Todd Hallett, AIA, President of TK Design & Associates, Inc. (tkhomedesign.com) has been designing award winning homes for over 20 years. He spent 15 of those years working for a $50 million production building company. Todd designed all of their homes but also worked in every other aspect of the company including purchasing, development, land acquisition, product development, and operations, and was President of the company for three years. Equipped with his vast building experience and fueled by his love for architecture he left to form an architecture firm that is second to none in working cohesively with Builders. Todd specializes in Lean Design and works, alongside Scott Sedam of TrueNorth Development, in the trenches with builders, suppliers, and trade contractors. His Lean Design blog appears weekly at Housingzone.com. Todd welcomes your feedback at firstname.lastname@example.org or 248.446.1960.
Growing up near Detroit, I know that old plans are like old cars —sooner or later they start costing you more money than they are worth. It is tempting to hold onto a previous best seller and keep it in the system for no other reason than that you have the bugs worked out. The contracts are set, the variances are low, and the trades know what to do.
The problem arises when the sales start to get soft for the old workhorse; as its sales velocity drops so does the price. The plan is no longer profitable or, if it is, the margins are too skinny for the effort. Should you junk it and develop a new plan that is more competitive? Maybe. But maybe it just longs for a little TLC and elbow grease to get it purring again. Perhaps all the home needs is to be updated and leaned out to once again become competitive and profitable. Let’s look at a case study.

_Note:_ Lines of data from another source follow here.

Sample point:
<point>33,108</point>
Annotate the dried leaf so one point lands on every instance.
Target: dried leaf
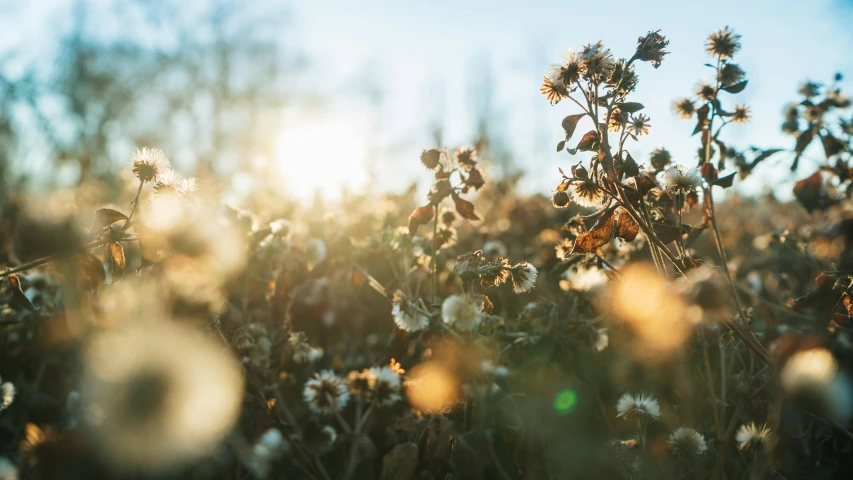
<point>19,299</point>
<point>116,260</point>
<point>91,270</point>
<point>464,208</point>
<point>570,123</point>
<point>420,216</point>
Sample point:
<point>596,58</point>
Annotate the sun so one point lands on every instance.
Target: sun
<point>321,156</point>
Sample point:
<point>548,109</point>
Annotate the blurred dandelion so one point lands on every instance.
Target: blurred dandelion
<point>158,394</point>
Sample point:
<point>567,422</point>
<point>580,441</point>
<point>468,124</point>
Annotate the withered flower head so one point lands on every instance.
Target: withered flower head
<point>406,314</point>
<point>587,194</point>
<point>810,89</point>
<point>723,43</point>
<point>149,163</point>
<point>741,114</point>
<point>686,442</point>
<point>639,125</point>
<point>597,62</point>
<point>660,158</point>
<point>680,179</point>
<point>326,393</point>
<point>523,277</point>
<point>684,107</point>
<point>750,437</point>
<point>650,48</point>
<point>642,407</point>
<point>730,74</point>
<point>560,199</point>
<point>467,157</point>
<point>705,91</point>
<point>462,312</point>
<point>431,158</point>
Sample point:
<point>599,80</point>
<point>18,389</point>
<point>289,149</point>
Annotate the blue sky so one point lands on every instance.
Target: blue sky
<point>428,54</point>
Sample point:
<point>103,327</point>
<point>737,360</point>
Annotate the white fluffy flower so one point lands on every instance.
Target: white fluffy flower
<point>462,312</point>
<point>326,393</point>
<point>523,277</point>
<point>686,442</point>
<point>813,375</point>
<point>751,436</point>
<point>406,316</point>
<point>642,407</point>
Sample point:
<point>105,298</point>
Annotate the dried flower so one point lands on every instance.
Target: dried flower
<point>680,179</point>
<point>523,277</point>
<point>641,407</point>
<point>560,199</point>
<point>326,393</point>
<point>686,442</point>
<point>650,48</point>
<point>406,314</point>
<point>639,125</point>
<point>587,194</point>
<point>462,312</point>
<point>741,114</point>
<point>723,43</point>
<point>384,387</point>
<point>750,437</point>
<point>730,74</point>
<point>684,107</point>
<point>149,164</point>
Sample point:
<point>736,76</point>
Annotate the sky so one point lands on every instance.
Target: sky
<point>427,57</point>
<point>390,72</point>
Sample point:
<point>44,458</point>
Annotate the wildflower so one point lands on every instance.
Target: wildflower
<point>494,248</point>
<point>597,62</point>
<point>461,312</point>
<point>813,375</point>
<point>684,108</point>
<point>587,194</point>
<point>406,314</point>
<point>523,277</point>
<point>431,158</point>
<point>751,436</point>
<point>158,395</point>
<point>686,442</point>
<point>149,164</point>
<point>554,93</point>
<point>326,393</point>
<point>724,43</point>
<point>741,114</point>
<point>639,125</point>
<point>618,119</point>
<point>384,387</point>
<point>7,395</point>
<point>730,74</point>
<point>560,199</point>
<point>679,179</point>
<point>641,407</point>
<point>660,158</point>
<point>706,91</point>
<point>467,157</point>
<point>810,89</point>
<point>650,48</point>
<point>358,384</point>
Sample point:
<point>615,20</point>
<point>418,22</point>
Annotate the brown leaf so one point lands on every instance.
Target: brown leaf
<point>105,217</point>
<point>116,260</point>
<point>570,123</point>
<point>420,216</point>
<point>464,208</point>
<point>19,299</point>
<point>91,270</point>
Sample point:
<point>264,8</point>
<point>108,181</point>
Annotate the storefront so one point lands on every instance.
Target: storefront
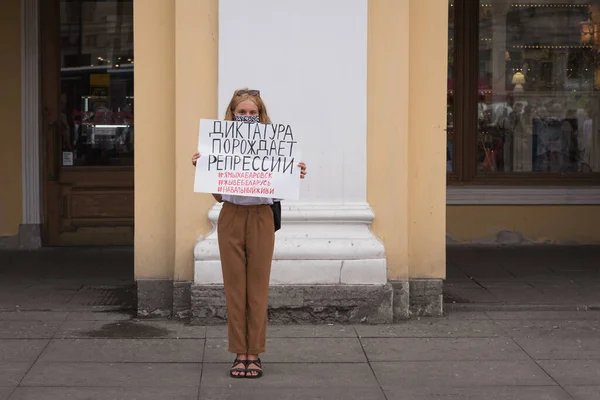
<point>425,122</point>
<point>523,139</point>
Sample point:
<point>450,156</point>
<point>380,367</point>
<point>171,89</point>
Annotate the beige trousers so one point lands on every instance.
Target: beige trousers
<point>246,241</point>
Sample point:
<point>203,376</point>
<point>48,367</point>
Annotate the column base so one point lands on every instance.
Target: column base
<point>29,237</point>
<point>319,244</point>
<point>304,304</point>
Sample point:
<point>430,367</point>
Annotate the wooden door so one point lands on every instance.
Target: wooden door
<point>87,121</point>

The partial plan above was a nice plan that had a few problem areas:
- Too many jogs in the plan — Jogs are OK only if they provide impact with massing/planning and it is clear that the customer would be willing to pay for them. In this case, the jogs were primarily under a covered entry and they provided no benefit to the planning or the elevation.
- Secondary bathroom — When a family is blessed with multiple children, the hall bath becomes very important. A bath that provides storage space, privacy, and use for more than person is critical.
- Entry from the garage — Customers prefer to walk into a family entry or mud room space over walking into a laundry room filled with clothes after a long day — or even a short one.
Here is how we approached the problem:
- Rotating the study allowed us to eliminate jogs and reposition the secondary bath. This change also increased the drama and strength of the home’s first impression: the foyer.
- The space gained in the bath by eliminating the previous awkward angle allowed us to create a “buddy bath,” providing ample storage space and a separation of the commode and shower from the vanity. This works well for a few reasons. The added storage space allows for easier clean up. The arrangement also creates privacy and the ability for the vanities to be used while the shower/commode area is in use. This setup is perfect for a family with multiple children.
- Finally the square footage saved by rotating the study allowed us to create a mud room with a drop zone consisting of a bench and cubbies for storage, cell phone chargers, keys, and the like. This change also eliminated another unnecessary costly jog in the plan.
We estimated that the savings in direct construction costs relating to the changes, including reducing the front porch, is upwards of $1,400. On top of that, the plan now becomes updated and extremely marketable. Bottom line: We now have a lower-priced home that is far more desirable to the customer.
So maybe it’s time to look under the hood of some of your existing plans and see what you have. Will careful and thoughtful planning restore your classic to its original sales glory? Or are you just nursing along a clunker that will never see cash again?